So I have been solving the problem with various updates and here is where I am stuck now:

We start here:

$$\text{cov} (\bar{Y}, Y_i - \bar{Y})$ = $E[(\bar{Y}-E(\bar{Y})) * (Y_i-\bar{Y}-E(Y_i-\bar{Y}))]$$

so simplifying this expression according to the fact that $E(\bar{Y})$ = $\mu$ gives the following: $$\bar{Y}\mu - \bar{Y^2} - \mu^2 + \mu\bar{Y}$$ I am confused whether or not this equals zero. I would also greatly appreciate an explanation of how $\mu$ and $\bar{Y}$ relate in practical purposes. Thanks so much!

Answer 1

Regarding the question posed in the edit, it is not true that $E[\bar Y] = \bar Y$. Instead, $\bar Y$ is an estimator of $E[Y]$. It is a linear combination of $n$ i.i.d. random variables. $E[\bar Y]=E[\frac{1}{n}\sum_{i=1}^n Y_i]=\frac{1}{n}\sum_{i=1}^n E[Y_i]=\frac{1}{n}\cdot n\mu = \mu$.

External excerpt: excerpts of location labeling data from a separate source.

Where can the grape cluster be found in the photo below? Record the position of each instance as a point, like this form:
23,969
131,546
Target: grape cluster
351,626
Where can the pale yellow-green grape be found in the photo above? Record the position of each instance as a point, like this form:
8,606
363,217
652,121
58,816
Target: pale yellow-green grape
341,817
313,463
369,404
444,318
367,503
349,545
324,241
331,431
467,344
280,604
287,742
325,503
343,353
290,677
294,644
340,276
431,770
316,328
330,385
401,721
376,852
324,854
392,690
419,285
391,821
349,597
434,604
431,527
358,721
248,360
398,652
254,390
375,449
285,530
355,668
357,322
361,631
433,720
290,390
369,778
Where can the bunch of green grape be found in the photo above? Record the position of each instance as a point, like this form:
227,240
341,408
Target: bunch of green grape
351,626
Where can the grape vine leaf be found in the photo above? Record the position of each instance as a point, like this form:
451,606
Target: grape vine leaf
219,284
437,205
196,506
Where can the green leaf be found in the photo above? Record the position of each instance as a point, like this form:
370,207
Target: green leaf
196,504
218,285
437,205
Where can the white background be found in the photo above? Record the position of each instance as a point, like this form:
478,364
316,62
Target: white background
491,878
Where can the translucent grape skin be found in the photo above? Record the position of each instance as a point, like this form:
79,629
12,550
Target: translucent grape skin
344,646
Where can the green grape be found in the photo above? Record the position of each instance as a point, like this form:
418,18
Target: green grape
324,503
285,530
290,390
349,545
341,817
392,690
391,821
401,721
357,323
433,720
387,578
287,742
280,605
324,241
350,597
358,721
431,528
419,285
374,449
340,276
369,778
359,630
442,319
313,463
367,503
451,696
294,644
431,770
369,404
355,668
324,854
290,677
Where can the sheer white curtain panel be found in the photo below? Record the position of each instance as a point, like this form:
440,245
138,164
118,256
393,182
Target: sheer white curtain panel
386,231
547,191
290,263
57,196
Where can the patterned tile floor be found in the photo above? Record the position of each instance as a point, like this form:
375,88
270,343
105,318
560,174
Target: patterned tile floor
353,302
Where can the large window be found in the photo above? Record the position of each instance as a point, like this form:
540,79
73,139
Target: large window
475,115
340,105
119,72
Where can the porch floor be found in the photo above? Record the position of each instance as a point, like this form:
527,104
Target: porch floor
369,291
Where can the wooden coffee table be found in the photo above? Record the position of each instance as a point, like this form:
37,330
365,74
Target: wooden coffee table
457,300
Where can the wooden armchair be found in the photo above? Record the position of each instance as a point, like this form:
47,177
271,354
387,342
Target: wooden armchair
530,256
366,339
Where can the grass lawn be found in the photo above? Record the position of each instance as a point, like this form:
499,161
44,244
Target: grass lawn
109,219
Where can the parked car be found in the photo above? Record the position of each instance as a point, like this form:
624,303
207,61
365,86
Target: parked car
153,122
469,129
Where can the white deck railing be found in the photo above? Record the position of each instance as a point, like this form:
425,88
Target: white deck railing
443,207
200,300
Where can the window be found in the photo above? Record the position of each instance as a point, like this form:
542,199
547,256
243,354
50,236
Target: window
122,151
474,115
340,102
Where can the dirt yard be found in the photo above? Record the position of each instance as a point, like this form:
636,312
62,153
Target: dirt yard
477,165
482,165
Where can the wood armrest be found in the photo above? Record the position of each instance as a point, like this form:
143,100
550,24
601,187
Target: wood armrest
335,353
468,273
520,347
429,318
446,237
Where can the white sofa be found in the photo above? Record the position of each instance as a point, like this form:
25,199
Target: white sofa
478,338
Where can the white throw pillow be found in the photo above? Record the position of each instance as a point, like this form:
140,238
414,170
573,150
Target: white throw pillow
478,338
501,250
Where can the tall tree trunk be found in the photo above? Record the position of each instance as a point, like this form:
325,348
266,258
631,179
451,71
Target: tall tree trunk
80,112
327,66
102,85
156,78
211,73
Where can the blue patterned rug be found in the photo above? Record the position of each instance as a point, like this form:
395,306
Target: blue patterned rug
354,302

To see the computation of the covariance, replace the first $\bar{Y}$ with its definition and apply linearity to get

$$\text{Cov}[\bar{Y}, Y_i - \bar{Y}] = \frac1n\sum_j \text{Cov}[Y_j,Y_i] - \frac1n \sum_j \text{Cov}[Y_j,\bar{Y}]$$

Note that $\text{Cov}[Y_j,Y_i]$ is zero for $j\neq i$ and is $\text{Var}[Y_i] = \sigma^2$ for $j=i$, so the first sum is just $\frac1n \sigma^2$. So we now have

$$\text{Cov}[\bar{Y}, Y_i - \bar{Y}] = \frac1n \sigma^2 - \frac1n\sum_j \text{Cov}[Y_j,\bar{Y}]$$

Now do it again, working on the second instance of $\bar{Y}$. Replace the second $\bar{Y}$ with its definition and apply linearity again to get

$$\text{Cov}[\bar{Y}, Y_i - \bar{Y}] = \frac1n \sigma^2 - \frac1n \sum_j \left( \frac1n \sum_k \text{Cov}[Y_j,Y_k]\right)$$

Just as before, $\text{Cov}[Y_j,Y_k]$ is zero for $k\neq j$ and is $\text{Var}[Y_j] = \sigma^2$ for $k=j$, so we now have

$$\text{Cov}[\bar{Y}, Y_i - \bar{Y}] = \frac1n \sigma^2 - \frac1n \sum_j \left( \frac1n \sigma^2\right)$$

Since each of the $n$ inner summands is the same, we have

$$\text{Cov}[\bar{Y}, Y_i - \bar{Y}] = \frac1n \sigma^2 - \frac1n (n \cdot \frac1n \sigma^2) = \frac1n \sigma^2 - \frac1n \sigma^2 = 0$$ as desired.

Answer 2

Starting from the formula for Covariance. $$ Cov(x,y) = \mathrm{E}\left[\left(X-\mathrm{E}(X)\right)\left(Y-\mathrm{E}(Y)\right)\right] $$ For your case $$ Cov(x,y) = \mathrm{E}\left[\left(\bar{Y}-\mathrm{E}(\bar{Y})\right)\left(Y-\bar{Y}-\mathrm{E}(Y-\bar{Y})\right)\right] = \mathrm{E}\left[0\cdot\left(Y-\bar{Y}\right)\right] = 0 $$ Here I used the fact that $E(\bar{Y})= \bar{Y}$ since it is a constant value.

Does that help?

Answer 3

Remark that $\text{cov}(\bar Y, Y_i - \bar Y) $ does not depend of $i$, $$ \forall i, \ \sum_{j=1}^n \text{cov}(\bar Y, Y_j - \bar Y) = n \ \text{cov}(\bar Y, Y_i - \bar Y). $$ The covariance is bilinear, so $$ \frac 1 n \sum_{j=1}^n \text{cov}(\bar Y, Y_j - \bar Y) = \text{cov}(\bar Y, \frac 1 n \sum_{j=1}^n Y_j - \bar Y) = \text{cov}(\bar Y,0) = 0.$$